The Guardian’s Hadley Freeman wrote an ode to the film in her article: ‘Why I owe it all to 1980s movies’ in which she quotes Bergstein who ‘rightly thought the best way to deliver a social message was “to present it in a pleasurable way so that the moral lessons would sneak up on people”’. This is reminiscent of Amy Schumer’s ‘Leather Special’ on Netflix in which she jokes that if she wears sexy clothes on stage she can lure people in and then get them to laugh along with her feminist comedy. Perhaps the film itself began this precedent – transcending historical and cultural boundaries and educating audiences through the enticement of sex.

Freeman notes that Baby is a teenage girl discovering sex and, moreover, Dirty Dancing is a film which celebrates female sexuality. There is no judgement, regret or over-thinking involved which is so often the case in films depicting teenage girls. Freeman picks out films like Easy A where the rumour of Olive having ‘done it’ is town gossip and, as a result, she is endlessly slut-shamed. Clueless implies that saving your virginity is classy and when the character of Dionne does have sex it is because her boyfriend is desperate to so she grudgingly gives in.

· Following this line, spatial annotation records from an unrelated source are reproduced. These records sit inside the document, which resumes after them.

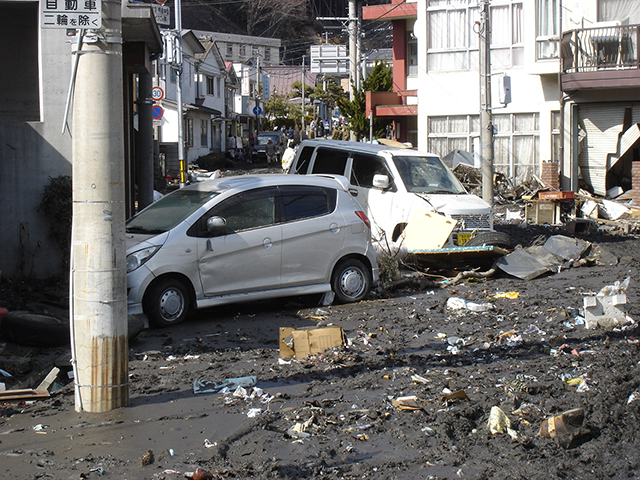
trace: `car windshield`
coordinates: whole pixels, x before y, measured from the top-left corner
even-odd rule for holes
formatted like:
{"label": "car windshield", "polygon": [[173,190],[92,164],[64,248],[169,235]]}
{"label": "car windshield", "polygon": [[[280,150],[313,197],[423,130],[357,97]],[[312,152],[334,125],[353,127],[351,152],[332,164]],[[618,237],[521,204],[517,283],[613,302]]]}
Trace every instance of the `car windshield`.
{"label": "car windshield", "polygon": [[394,156],[407,190],[414,193],[466,193],[462,184],[438,157]]}
{"label": "car windshield", "polygon": [[160,234],[182,222],[219,192],[177,190],[127,221],[127,233]]}
{"label": "car windshield", "polygon": [[277,135],[258,135],[258,145],[266,145],[271,140],[273,143],[278,144],[278,136]]}

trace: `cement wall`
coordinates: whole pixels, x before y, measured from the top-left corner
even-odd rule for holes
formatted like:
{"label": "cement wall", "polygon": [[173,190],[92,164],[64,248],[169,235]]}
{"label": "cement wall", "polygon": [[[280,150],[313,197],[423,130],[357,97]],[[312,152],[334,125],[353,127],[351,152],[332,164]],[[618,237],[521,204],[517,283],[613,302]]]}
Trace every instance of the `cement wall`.
{"label": "cement wall", "polygon": [[[49,177],[71,174],[71,138],[61,134],[64,106],[71,69],[71,46],[65,30],[39,28],[38,3],[33,11],[12,8],[12,2],[0,2],[0,38],[3,45],[19,45],[20,39],[6,38],[8,29],[24,14],[29,15],[31,27],[22,31],[27,42],[36,43],[37,53],[13,55],[0,53],[6,70],[31,72],[37,79],[39,121],[19,118],[20,99],[4,102],[4,107],[17,115],[0,116],[0,274],[13,277],[32,274],[46,278],[59,273],[60,257],[49,241],[49,221],[38,212],[44,186]],[[36,15],[31,18],[31,15]],[[35,39],[34,39],[35,37]],[[37,65],[37,72],[35,67]],[[5,71],[6,71],[5,70]],[[7,86],[8,88],[11,86]],[[24,85],[14,85],[14,89]],[[11,99],[11,92],[5,92]],[[21,234],[22,232],[22,234]],[[38,245],[40,245],[38,247]]]}

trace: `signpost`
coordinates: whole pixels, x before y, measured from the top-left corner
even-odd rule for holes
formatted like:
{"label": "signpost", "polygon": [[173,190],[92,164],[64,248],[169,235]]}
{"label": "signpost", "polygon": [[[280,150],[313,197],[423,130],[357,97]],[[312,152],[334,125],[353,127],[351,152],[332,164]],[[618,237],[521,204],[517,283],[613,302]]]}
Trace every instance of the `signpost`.
{"label": "signpost", "polygon": [[153,87],[153,89],[151,90],[151,97],[153,98],[154,102],[159,102],[160,100],[162,100],[164,98],[164,90],[162,89],[162,87]]}
{"label": "signpost", "polygon": [[102,28],[102,1],[42,0],[42,28]]}

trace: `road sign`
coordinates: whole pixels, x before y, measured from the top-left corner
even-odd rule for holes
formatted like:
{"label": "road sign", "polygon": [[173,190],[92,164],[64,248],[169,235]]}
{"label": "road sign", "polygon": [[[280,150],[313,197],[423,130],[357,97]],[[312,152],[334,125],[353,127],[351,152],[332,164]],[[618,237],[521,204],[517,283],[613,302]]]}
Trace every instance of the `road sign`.
{"label": "road sign", "polygon": [[102,0],[43,0],[42,28],[102,28]]}
{"label": "road sign", "polygon": [[[162,2],[164,3],[164,2]],[[156,18],[156,23],[163,27],[168,27],[171,24],[171,9],[163,5],[151,4],[153,10],[153,16]]]}
{"label": "road sign", "polygon": [[164,108],[162,108],[160,105],[154,105],[151,109],[151,115],[153,116],[154,120],[160,120],[164,115]]}
{"label": "road sign", "polygon": [[164,90],[162,87],[153,87],[151,89],[151,98],[153,98],[154,102],[159,102],[164,98]]}

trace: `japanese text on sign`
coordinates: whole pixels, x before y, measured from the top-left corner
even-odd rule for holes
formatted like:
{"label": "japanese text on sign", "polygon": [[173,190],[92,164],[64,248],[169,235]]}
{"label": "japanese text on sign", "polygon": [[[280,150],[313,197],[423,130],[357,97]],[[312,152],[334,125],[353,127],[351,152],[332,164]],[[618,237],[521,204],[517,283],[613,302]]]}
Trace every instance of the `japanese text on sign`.
{"label": "japanese text on sign", "polygon": [[42,28],[101,28],[101,0],[43,0]]}

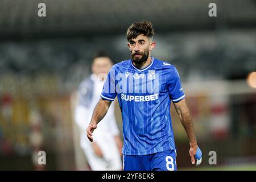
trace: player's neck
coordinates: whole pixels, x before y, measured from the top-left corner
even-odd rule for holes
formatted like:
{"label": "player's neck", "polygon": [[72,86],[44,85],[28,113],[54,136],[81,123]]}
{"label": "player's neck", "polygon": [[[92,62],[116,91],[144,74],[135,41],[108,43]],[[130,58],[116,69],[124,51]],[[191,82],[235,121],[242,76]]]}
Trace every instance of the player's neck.
{"label": "player's neck", "polygon": [[148,57],[147,58],[146,61],[140,64],[135,63],[134,62],[133,62],[132,64],[133,64],[133,65],[138,69],[142,69],[149,65],[151,63],[151,56],[150,56],[150,55],[148,55]]}

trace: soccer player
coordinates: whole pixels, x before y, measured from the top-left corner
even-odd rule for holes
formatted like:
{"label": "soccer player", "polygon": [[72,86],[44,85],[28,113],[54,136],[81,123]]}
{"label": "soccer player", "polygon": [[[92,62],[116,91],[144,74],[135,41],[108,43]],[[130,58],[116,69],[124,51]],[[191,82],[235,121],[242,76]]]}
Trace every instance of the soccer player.
{"label": "soccer player", "polygon": [[81,129],[81,147],[93,171],[122,169],[121,156],[122,142],[119,136],[114,105],[109,107],[109,112],[98,126],[92,143],[88,140],[84,130],[89,125],[93,109],[100,98],[104,84],[104,75],[106,75],[112,65],[110,58],[106,52],[99,51],[97,53],[92,66],[93,73],[81,82],[78,92],[75,121]]}
{"label": "soccer player", "polygon": [[[114,65],[108,75],[86,131],[92,133],[117,96],[123,119],[125,170],[176,170],[170,115],[172,101],[188,136],[191,162],[201,161],[193,123],[176,68],[151,56],[156,43],[152,23],[133,23],[127,31],[131,59]],[[95,136],[96,137],[96,136]]]}

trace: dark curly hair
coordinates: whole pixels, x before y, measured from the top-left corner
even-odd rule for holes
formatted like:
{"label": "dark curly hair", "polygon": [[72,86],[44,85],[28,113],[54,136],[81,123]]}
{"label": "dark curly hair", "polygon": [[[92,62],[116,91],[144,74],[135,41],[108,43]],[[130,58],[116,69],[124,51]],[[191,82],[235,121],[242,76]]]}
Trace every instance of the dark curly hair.
{"label": "dark curly hair", "polygon": [[148,38],[152,38],[154,34],[152,23],[147,20],[142,20],[131,24],[127,30],[127,40],[130,42],[140,34],[143,34]]}

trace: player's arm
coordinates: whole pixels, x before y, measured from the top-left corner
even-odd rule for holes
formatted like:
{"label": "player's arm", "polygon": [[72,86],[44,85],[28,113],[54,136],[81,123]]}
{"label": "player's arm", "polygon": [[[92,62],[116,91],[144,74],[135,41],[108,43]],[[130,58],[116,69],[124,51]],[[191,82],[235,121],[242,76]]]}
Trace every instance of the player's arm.
{"label": "player's arm", "polygon": [[111,102],[110,101],[101,98],[95,106],[90,122],[86,129],[87,138],[90,142],[93,141],[92,133],[97,128],[97,125],[106,115]]}
{"label": "player's arm", "polygon": [[201,161],[201,152],[197,146],[193,122],[191,119],[189,111],[187,106],[185,98],[179,102],[174,102],[174,104],[178,114],[180,121],[187,133],[189,140],[189,155],[191,158],[191,163],[193,164],[195,164],[195,156],[196,156],[196,158],[197,158],[197,159],[199,160],[197,162],[197,165],[199,165]]}

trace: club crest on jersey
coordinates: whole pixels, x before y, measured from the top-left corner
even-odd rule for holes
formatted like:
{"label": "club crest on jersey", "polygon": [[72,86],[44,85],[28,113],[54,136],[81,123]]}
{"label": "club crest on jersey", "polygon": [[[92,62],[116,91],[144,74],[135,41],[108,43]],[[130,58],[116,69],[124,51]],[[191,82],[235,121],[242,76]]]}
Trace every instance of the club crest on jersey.
{"label": "club crest on jersey", "polygon": [[148,73],[147,75],[147,78],[149,80],[155,79],[155,70],[148,70]]}
{"label": "club crest on jersey", "polygon": [[144,78],[144,77],[145,77],[145,75],[144,75],[144,74],[138,74],[138,73],[136,73],[134,75],[135,79]]}

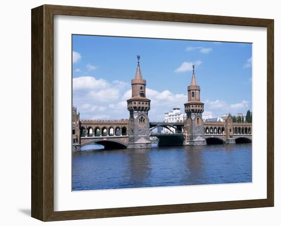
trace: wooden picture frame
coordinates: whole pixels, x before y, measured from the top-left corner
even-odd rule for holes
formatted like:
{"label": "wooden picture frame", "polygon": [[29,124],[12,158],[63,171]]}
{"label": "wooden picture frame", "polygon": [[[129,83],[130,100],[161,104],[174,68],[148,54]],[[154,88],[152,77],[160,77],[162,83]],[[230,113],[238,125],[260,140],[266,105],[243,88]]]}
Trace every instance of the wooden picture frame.
{"label": "wooden picture frame", "polygon": [[[54,15],[264,27],[267,29],[267,197],[262,199],[54,211]],[[43,5],[32,10],[32,209],[42,221],[272,207],[274,205],[274,21],[95,8]]]}

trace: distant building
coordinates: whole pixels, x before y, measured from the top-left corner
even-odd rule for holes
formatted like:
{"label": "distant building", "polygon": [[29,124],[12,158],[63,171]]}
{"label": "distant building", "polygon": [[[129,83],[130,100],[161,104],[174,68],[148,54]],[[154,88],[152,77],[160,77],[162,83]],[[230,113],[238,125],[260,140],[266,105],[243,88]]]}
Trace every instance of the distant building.
{"label": "distant building", "polygon": [[204,122],[224,122],[224,120],[221,117],[213,118],[212,115],[204,116],[202,117]]}
{"label": "distant building", "polygon": [[[164,122],[184,122],[186,119],[186,114],[185,113],[181,113],[180,108],[178,107],[174,107],[173,110],[169,111],[164,115]],[[161,132],[175,132],[175,129],[170,128],[170,130],[167,128],[163,128]]]}
{"label": "distant building", "polygon": [[208,116],[204,116],[202,117],[202,118],[203,119],[203,121],[205,122],[208,119],[213,119],[213,116],[212,115],[209,115]]}
{"label": "distant building", "polygon": [[186,118],[185,113],[180,112],[180,108],[174,107],[173,110],[165,113],[164,121],[165,122],[183,122]]}

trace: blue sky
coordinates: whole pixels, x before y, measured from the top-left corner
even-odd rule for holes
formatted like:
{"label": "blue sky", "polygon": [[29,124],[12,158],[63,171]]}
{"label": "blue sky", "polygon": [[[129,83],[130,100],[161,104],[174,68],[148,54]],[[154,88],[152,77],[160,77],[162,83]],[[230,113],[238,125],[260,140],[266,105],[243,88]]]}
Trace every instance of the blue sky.
{"label": "blue sky", "polygon": [[151,120],[163,120],[173,107],[183,111],[193,64],[204,115],[251,110],[251,43],[74,35],[73,102],[81,118],[128,118],[137,55]]}

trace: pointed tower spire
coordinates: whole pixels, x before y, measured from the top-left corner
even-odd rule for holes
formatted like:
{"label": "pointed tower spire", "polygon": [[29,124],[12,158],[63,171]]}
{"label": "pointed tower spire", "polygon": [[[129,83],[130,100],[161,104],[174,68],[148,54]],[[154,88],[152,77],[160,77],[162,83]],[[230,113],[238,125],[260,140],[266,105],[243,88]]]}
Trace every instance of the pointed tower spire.
{"label": "pointed tower spire", "polygon": [[195,74],[194,73],[194,68],[195,66],[193,65],[192,69],[193,69],[193,73],[192,73],[192,78],[191,79],[191,83],[190,85],[197,85],[196,83],[196,79],[195,79]]}
{"label": "pointed tower spire", "polygon": [[135,79],[143,79],[143,76],[142,75],[142,72],[140,71],[140,67],[139,67],[139,58],[140,56],[138,55],[136,56],[137,58],[137,66],[136,67],[136,71],[135,72]]}

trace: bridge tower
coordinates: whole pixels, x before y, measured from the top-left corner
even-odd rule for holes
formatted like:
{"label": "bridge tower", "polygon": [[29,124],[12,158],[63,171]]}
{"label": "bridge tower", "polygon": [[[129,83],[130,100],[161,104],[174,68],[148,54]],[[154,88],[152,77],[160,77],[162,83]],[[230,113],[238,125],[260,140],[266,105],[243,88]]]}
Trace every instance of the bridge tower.
{"label": "bridge tower", "polygon": [[225,144],[235,144],[235,140],[233,138],[234,131],[232,124],[232,118],[229,113],[225,120]]}
{"label": "bridge tower", "polygon": [[200,87],[197,85],[194,73],[194,65],[191,83],[188,86],[188,101],[184,104],[186,114],[185,122],[185,145],[206,145],[204,138],[204,123],[202,114],[204,112],[204,103],[200,101]]}
{"label": "bridge tower", "polygon": [[143,79],[139,66],[139,56],[135,78],[132,79],[132,97],[127,100],[129,120],[129,143],[128,148],[148,148],[151,147],[149,139],[150,100],[146,97],[146,81]]}
{"label": "bridge tower", "polygon": [[81,150],[80,114],[77,114],[77,108],[72,107],[72,149],[73,151]]}

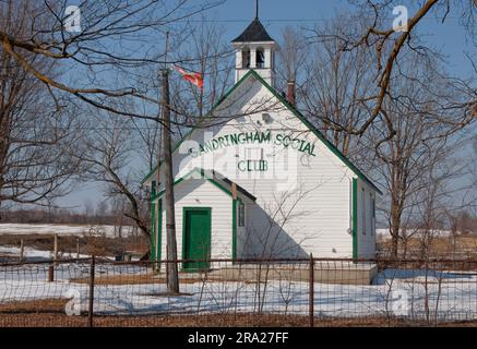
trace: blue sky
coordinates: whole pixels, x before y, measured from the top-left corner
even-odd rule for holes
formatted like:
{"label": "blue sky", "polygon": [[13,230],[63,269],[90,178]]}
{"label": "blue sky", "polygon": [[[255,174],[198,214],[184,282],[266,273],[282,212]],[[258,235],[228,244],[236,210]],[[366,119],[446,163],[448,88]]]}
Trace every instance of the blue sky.
{"label": "blue sky", "polygon": [[[400,3],[408,7],[409,15],[416,11],[416,0],[401,1]],[[333,19],[337,13],[353,10],[354,8],[346,0],[260,0],[260,20],[275,39],[279,39],[281,32],[285,26],[312,27]],[[225,37],[231,40],[254,17],[254,0],[228,0],[225,4],[207,12],[205,17],[223,27]],[[390,11],[390,26],[393,19],[394,15]],[[446,70],[450,74],[463,79],[473,74],[473,67],[465,57],[465,52],[477,61],[477,49],[467,43],[466,33],[458,24],[458,13],[451,12],[444,24],[431,15],[419,24],[418,29],[426,45],[444,55]],[[80,208],[86,201],[95,204],[104,200],[100,192],[100,185],[79,184],[74,193],[57,203]]]}

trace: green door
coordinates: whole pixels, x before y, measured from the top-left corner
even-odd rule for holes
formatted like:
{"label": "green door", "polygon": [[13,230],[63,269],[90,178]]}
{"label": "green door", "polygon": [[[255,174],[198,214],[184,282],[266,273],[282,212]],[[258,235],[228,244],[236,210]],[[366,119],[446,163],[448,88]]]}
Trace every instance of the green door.
{"label": "green door", "polygon": [[184,207],[182,216],[182,258],[187,270],[208,269],[211,258],[211,208]]}

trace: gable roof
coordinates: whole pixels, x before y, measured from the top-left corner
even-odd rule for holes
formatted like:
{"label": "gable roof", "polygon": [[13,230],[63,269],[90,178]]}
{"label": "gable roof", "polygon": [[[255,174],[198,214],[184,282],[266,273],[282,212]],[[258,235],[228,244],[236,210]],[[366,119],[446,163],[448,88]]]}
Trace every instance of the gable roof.
{"label": "gable roof", "polygon": [[[230,181],[228,178],[222,176],[217,171],[208,171],[204,170],[203,168],[194,167],[191,171],[182,176],[181,178],[174,181],[174,185],[179,184],[180,182],[188,180],[193,173],[198,173],[201,178],[210,181],[211,183],[215,184],[218,189],[224,191],[226,194],[234,196],[231,191],[231,185],[234,184],[232,181]],[[242,194],[243,196],[247,196],[251,201],[255,201],[257,197],[253,196],[251,193],[249,193],[246,189],[241,188],[239,184],[236,183],[237,192]],[[162,190],[159,193],[157,193],[154,197],[151,197],[152,201],[159,198],[165,193],[164,190]]]}
{"label": "gable roof", "polygon": [[266,33],[265,27],[259,21],[254,19],[252,23],[243,31],[242,34],[237,36],[232,43],[258,43],[258,41],[274,41],[272,37]]}
{"label": "gable roof", "polygon": [[[379,190],[378,186],[374,185],[374,183],[366,177],[366,174],[351,163],[349,158],[347,158],[333,143],[331,143],[324,135],[321,133],[308,119],[298,111],[293,105],[288,103],[283,96],[281,96],[275,88],[273,88],[266,81],[260,76],[259,73],[257,73],[253,69],[250,69],[247,74],[245,74],[218,101],[217,104],[211,109],[211,111],[204,117],[210,118],[211,115],[232,94],[234,91],[236,91],[246,80],[253,76],[255,80],[258,80],[263,86],[265,86],[285,107],[294,113],[295,117],[297,117],[334,155],[336,155],[360,180],[369,184],[372,189],[374,189],[379,194],[382,195],[382,192]],[[204,119],[206,120],[206,119]],[[204,120],[201,120],[201,122],[204,122]],[[200,122],[200,123],[201,123]],[[176,146],[172,149],[172,153],[176,152],[179,146],[182,144],[183,141],[188,139],[192,134],[192,132],[195,129],[191,129],[179,142],[176,143]],[[160,165],[160,163],[158,164]],[[143,184],[145,181],[147,181],[157,170],[158,165],[155,166],[151,172],[141,181],[141,184]]]}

Freeman also points out how afraid films have become of talking about, let alone advocating, abortions. Despite many women having them, films are failing to reflect how far we have come. Once again Freeman picks out films like Knocked Up which presents two characters who know nothing about each other expecting a baby. One might think that two strangers attempting child rearing together quite irresponsible yet the only characters who suggest an abortion are portrayed as cold-hearted. More recent films like 2014’s ‘Obvious Child’, written and directed by Gillian Robespierre, takes a less problematic approach to abortion in combining truth and comedy. But it is Penny’s being unjudged and portrayed without prejudice that gives Dirty Dancing longevity extending from one century to another. Dirty Dancing was ahead of its time, despite being produced two decades after it is set. While the film was aimed at teenage girls in 1987, the audience they didn’t expect was those girls’ mothers who had been Baby’s age when it was set.

Dirty Dancing is concise, unapologetically sexy and it exposes the gap between the liberal youth of the 60s and their parents. Dirty Dancing therefore is timeless because it speaks truths in a neutral fashion, where women are allowed sexual freedom and relationships of pleasure whilst giving more problematic relationships an equal platform for discussion. It is these truths that speak to generations of women who have watched and fallen in love with the film and whose hearts it will continue to capture for generations to come. Not to mention the soundtrack which will never stop making you want to have Patrick Swayze pull you out of a corner and do ‘the lift’.